Le présent compte rendu est fondé sur des données médicales présentées lors d'un congrès de médecine reconnu ou publiées dans une revue avec comité de lecture ou dans un commentaire signé par un professionnel de la santé reconnu. La matière abordée dans ce compte rendu s'adresse uniquement aux professionnels de la santé reconnus du Canada.

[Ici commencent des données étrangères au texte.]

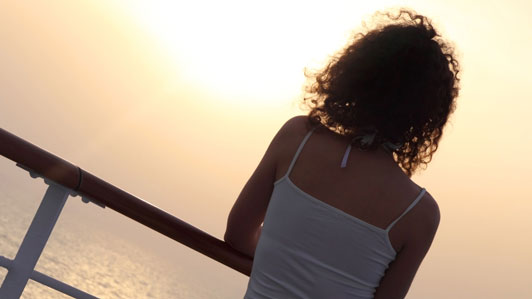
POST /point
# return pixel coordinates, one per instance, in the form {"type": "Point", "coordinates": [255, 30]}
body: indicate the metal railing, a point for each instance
{"type": "Point", "coordinates": [64, 180]}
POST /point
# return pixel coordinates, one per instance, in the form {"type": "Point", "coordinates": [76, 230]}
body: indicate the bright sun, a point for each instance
{"type": "Point", "coordinates": [242, 50]}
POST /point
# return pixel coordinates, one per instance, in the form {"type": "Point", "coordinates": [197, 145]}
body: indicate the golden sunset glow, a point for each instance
{"type": "Point", "coordinates": [176, 102]}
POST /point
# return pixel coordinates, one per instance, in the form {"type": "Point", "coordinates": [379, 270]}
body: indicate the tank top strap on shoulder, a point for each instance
{"type": "Point", "coordinates": [413, 204]}
{"type": "Point", "coordinates": [299, 149]}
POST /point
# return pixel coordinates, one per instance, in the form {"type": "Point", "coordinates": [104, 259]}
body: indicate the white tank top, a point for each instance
{"type": "Point", "coordinates": [310, 249]}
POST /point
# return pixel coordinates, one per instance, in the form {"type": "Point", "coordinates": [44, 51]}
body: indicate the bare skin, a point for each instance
{"type": "Point", "coordinates": [372, 188]}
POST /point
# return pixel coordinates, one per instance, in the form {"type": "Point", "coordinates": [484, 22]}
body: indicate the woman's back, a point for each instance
{"type": "Point", "coordinates": [387, 96]}
{"type": "Point", "coordinates": [371, 187]}
{"type": "Point", "coordinates": [338, 246]}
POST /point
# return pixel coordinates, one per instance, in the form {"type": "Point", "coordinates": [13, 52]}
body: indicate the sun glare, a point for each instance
{"type": "Point", "coordinates": [245, 51]}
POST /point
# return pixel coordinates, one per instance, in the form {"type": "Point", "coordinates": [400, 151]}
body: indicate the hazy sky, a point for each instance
{"type": "Point", "coordinates": [176, 102]}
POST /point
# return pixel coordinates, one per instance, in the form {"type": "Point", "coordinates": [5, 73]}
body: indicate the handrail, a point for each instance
{"type": "Point", "coordinates": [88, 185]}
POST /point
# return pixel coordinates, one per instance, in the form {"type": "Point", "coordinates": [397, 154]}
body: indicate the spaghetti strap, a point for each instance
{"type": "Point", "coordinates": [298, 152]}
{"type": "Point", "coordinates": [418, 198]}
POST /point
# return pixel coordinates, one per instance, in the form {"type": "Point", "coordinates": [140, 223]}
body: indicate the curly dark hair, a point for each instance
{"type": "Point", "coordinates": [399, 79]}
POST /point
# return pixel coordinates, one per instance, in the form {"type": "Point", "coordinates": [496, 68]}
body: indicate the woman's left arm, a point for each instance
{"type": "Point", "coordinates": [246, 216]}
{"type": "Point", "coordinates": [245, 219]}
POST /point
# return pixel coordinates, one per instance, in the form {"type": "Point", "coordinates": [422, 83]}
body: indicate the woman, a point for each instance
{"type": "Point", "coordinates": [342, 218]}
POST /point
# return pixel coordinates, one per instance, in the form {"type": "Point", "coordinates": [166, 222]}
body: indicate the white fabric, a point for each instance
{"type": "Point", "coordinates": [310, 249]}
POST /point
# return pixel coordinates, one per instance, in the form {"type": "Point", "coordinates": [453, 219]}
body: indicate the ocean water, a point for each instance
{"type": "Point", "coordinates": [101, 262]}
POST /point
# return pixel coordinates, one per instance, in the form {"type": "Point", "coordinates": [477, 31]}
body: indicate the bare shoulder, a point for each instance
{"type": "Point", "coordinates": [427, 217]}
{"type": "Point", "coordinates": [292, 132]}
{"type": "Point", "coordinates": [297, 125]}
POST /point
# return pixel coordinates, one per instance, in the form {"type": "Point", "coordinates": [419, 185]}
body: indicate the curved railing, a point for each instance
{"type": "Point", "coordinates": [72, 177]}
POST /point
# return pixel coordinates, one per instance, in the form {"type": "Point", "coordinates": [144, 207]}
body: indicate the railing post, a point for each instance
{"type": "Point", "coordinates": [34, 242]}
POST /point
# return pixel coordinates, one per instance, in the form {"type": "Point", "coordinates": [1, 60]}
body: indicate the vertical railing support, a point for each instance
{"type": "Point", "coordinates": [34, 242]}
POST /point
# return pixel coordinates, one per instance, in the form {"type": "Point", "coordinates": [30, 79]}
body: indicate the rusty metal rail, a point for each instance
{"type": "Point", "coordinates": [88, 185]}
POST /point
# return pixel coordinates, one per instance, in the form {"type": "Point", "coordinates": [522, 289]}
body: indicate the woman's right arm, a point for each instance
{"type": "Point", "coordinates": [401, 272]}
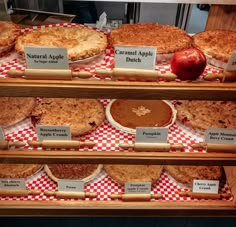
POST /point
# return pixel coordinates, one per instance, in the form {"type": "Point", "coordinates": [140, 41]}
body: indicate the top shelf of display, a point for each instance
{"type": "Point", "coordinates": [220, 2]}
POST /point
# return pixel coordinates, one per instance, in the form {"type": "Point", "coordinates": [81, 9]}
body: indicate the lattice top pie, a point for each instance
{"type": "Point", "coordinates": [81, 42]}
{"type": "Point", "coordinates": [8, 33]}
{"type": "Point", "coordinates": [166, 38]}
{"type": "Point", "coordinates": [217, 43]}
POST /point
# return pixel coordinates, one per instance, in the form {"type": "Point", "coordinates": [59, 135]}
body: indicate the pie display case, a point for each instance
{"type": "Point", "coordinates": [106, 149]}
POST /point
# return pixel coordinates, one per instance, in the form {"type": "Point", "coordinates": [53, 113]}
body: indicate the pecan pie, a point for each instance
{"type": "Point", "coordinates": [18, 170]}
{"type": "Point", "coordinates": [82, 115]}
{"type": "Point", "coordinates": [217, 43]}
{"type": "Point", "coordinates": [85, 172]}
{"type": "Point", "coordinates": [200, 115]}
{"type": "Point", "coordinates": [81, 42]}
{"type": "Point", "coordinates": [15, 109]}
{"type": "Point", "coordinates": [166, 38]}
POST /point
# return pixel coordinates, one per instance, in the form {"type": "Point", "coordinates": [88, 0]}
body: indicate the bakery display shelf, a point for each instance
{"type": "Point", "coordinates": [118, 89]}
{"type": "Point", "coordinates": [105, 157]}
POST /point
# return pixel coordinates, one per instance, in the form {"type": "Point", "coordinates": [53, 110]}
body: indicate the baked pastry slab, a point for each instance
{"type": "Point", "coordinates": [186, 174]}
{"type": "Point", "coordinates": [201, 115]}
{"type": "Point", "coordinates": [84, 172]}
{"type": "Point", "coordinates": [126, 114]}
{"type": "Point", "coordinates": [82, 115]}
{"type": "Point", "coordinates": [15, 109]}
{"type": "Point", "coordinates": [81, 42]}
{"type": "Point", "coordinates": [217, 43]}
{"type": "Point", "coordinates": [166, 38]}
{"type": "Point", "coordinates": [18, 170]}
{"type": "Point", "coordinates": [134, 173]}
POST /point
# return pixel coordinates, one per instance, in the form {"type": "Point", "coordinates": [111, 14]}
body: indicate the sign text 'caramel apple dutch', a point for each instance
{"type": "Point", "coordinates": [46, 58]}
{"type": "Point", "coordinates": [12, 184]}
{"type": "Point", "coordinates": [70, 185]}
{"type": "Point", "coordinates": [206, 186]}
{"type": "Point", "coordinates": [52, 132]}
{"type": "Point", "coordinates": [231, 65]}
{"type": "Point", "coordinates": [220, 136]}
{"type": "Point", "coordinates": [135, 57]}
{"type": "Point", "coordinates": [151, 135]}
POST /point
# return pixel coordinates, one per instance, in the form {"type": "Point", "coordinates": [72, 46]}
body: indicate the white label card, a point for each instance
{"type": "Point", "coordinates": [206, 186]}
{"type": "Point", "coordinates": [151, 135]}
{"type": "Point", "coordinates": [46, 58]}
{"type": "Point", "coordinates": [231, 65]}
{"type": "Point", "coordinates": [220, 136]}
{"type": "Point", "coordinates": [70, 185]}
{"type": "Point", "coordinates": [135, 57]}
{"type": "Point", "coordinates": [138, 187]}
{"type": "Point", "coordinates": [12, 184]}
{"type": "Point", "coordinates": [52, 132]}
{"type": "Point", "coordinates": [2, 135]}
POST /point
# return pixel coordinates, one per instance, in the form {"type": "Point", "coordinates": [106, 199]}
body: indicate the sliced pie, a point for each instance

PRESSE PRIORITIAIRE - Assemblée générale annuelle de la Société canadienne de néphrologie

Montréal, Québec / 24-28 avril 2013

Montréal - Une nouvelle classe d’antihyperglycémiants, les inhibiteurs du cotransporteur sodium-glucose 2 (SGLT2), diminue significativement la tension artérielle et le poids en plus d’abaisser la glycémie par un mécanisme indépendant de l’insuline. Le risque d’hypoglycémie est donc nul ou presque lorsqu’un inhibiteur de SGLT2 est utilisé en monothérapie. En présence d’un diabète de type 2 (DT2) et d’une maladie rénale chronique (MRC), plusieurs agents autres que l’insuline peuvent maintenant servir à abaisser le taux d’HbA1c jusqu’à ce que la cible ait été atteinte. Cela dit, les classes de médicaments ne peuvent pas toutes être utilisées sans contrainte en présence d’une MRC et, au sein d’une classe donnée, même des agents similaires peuvent différer quant à leur aptitude à maîtriser la glycémie. 

Rédactrice médicale en chef : Dre Léna Coïc, Montréal, Québec

«Le rein joue un rôle clé dans l’homéostasie du glucose non seulement parce qu’il réabsorbe le glucose, mais aussi parce qu’il participe en fait à la néoglucogenèse», affirme le Dr Jordan Weinstein, professeur adjoint de médecine, University of Toronto, Ontario. Chez un individu en bonne santé, le rein réabsorbe exactement la même quantité de glucose qu’il a filtrée à partir du sang, de sorte qu’il n’y a aucun gain, ajoute-t-il. Le SGLT2 réabsorbe 90 % du glucose dans le rein et le SGLT1, les 10 % restants. «Si tout est fonctionnel, les deux transporteurs suffisent à la tâche et il n’y a pas de glucose excrété dans les urines», fait observer le Dr Weinstein. 

Cela dit, la possibilité d’avoir recours à un inhibiteur du SGLT2 en présence d’un DT2 est très séduisante, car l’inhibiteur du SGLT2 prévient la réabsorption du glucose par le rein et donne lieu à une perte calorique nette. Fait digne de mention, comme le sodium n’est pas réabsorbé non plus, l’inhibiteur du SGLT2 exerce aussi un léger effet diurétique. Ainsi, contrairement à la plupart des antihyperglycémiants actuellement sur le marché, les inhibiteurs du SGLT2 entraînent systématiquement une perte de poids. «De plus, comme ces inhibiteurs ne font que supprimer la réabsorption du glucose et qu’il n’exercent aucun effet sur l’insuline, ils risquent peu de causer des épisodes d’hypoglycémie, ce qui représente un avantage fort intéressant», poursuit le Dr Weinstein.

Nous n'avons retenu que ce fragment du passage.